RD-54 is by far the most iconic backpack of the Soviet-Afghan war, as it was pretty much the only one availiable in big numbers. However, these backpacks were limited to airborne and spetsnaz units. As always, there are exceptions, but infantry regiments had almost no access to this piece of equipment.
All further backpacks discussed in this article are actually civilian bags, rather than military issued. The name of "Kolobok" comes from an old russian fairytale, featuring a round creature made from dough. Since this rucksack came to the similar shape when it was fully packed, it got this nickname.
The "Kolobok" was not actually some specific model, but more like a nickname for the rucksacks of a certain type. They originated from Abalakov brothers, who invented this type of rucksacks for the Soviet mountain touristic community. For a long time this was the only available rucksack in the Soviet Union.
There are no evidence, that the Soviet military ever had any contracts or bought any of these rucksacks officially. However, they were widespread among the troops stationed in Afghanistan, but most likely, all of these were private purchased ones.
The rucksack itself is huge in soviet standards - around 80l capacity. They are not great for the modern standards, but they did offer much better comfort than a regular veshmeshok and much bigger capacity than a regular RD-54. In the army they were limited to the numbers privately purchased by officers, so it would be unusual to see more than one in a section.
A rucksack which was rare both in the Afghanistan and on the civilian market. The rucksack consists of two parts - the bag and the frame. Light aluminum frame made it possible to make this rucksack very high capacity and still possible to carry around.
The name refers to Ermak Timofeevich, hero of russian folklore. He was familiar with the long walks, just like the potential users of the rucksack.

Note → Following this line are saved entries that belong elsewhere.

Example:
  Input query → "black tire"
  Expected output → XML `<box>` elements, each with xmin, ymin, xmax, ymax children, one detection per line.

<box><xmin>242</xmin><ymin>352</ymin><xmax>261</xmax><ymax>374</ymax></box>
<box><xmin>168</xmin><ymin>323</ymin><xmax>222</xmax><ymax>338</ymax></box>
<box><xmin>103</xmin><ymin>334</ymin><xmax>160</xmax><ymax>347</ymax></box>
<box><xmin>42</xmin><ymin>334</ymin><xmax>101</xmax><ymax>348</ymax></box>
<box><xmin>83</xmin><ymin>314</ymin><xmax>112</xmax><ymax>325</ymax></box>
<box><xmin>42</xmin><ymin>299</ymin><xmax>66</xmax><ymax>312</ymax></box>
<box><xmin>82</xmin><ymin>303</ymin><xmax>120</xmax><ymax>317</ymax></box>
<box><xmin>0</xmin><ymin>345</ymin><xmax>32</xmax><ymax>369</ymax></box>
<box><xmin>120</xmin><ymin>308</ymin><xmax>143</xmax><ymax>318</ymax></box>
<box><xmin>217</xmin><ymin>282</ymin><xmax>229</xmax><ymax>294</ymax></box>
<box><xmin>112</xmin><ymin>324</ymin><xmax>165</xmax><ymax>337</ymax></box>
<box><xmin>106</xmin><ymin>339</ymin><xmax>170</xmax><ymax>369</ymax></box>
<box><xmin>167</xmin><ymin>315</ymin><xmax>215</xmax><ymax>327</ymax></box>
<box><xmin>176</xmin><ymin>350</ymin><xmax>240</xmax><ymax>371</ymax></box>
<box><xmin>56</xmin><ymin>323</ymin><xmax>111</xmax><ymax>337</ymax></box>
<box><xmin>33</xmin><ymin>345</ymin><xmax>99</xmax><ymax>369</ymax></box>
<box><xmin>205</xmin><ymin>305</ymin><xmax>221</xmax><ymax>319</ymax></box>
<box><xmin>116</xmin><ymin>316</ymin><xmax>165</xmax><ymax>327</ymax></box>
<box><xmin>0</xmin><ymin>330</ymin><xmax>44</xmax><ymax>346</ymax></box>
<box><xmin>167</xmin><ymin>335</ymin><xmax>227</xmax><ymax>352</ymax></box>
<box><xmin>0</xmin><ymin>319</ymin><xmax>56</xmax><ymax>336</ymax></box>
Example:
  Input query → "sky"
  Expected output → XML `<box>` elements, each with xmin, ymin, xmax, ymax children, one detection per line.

There is not much to say about this rucksack, as it was not very popular and was never produced in big numbers. It did see some service in Afghanistan, but it was limited not only because it was only purchased, just like the kolobok, but simply because it was not very wide spread in the shops in the USSR.
Overall, all the rucksacks models which were used during the Soviet-Afghan war are described in the paragraphs above. There is very limited information or evidence about the use of other rucksacks. It is still wise to say that soviet soldiers used some captured backpacks and there is a chance that they have used backpacks purchased in Afghanistan. But the evidence of this is very limited.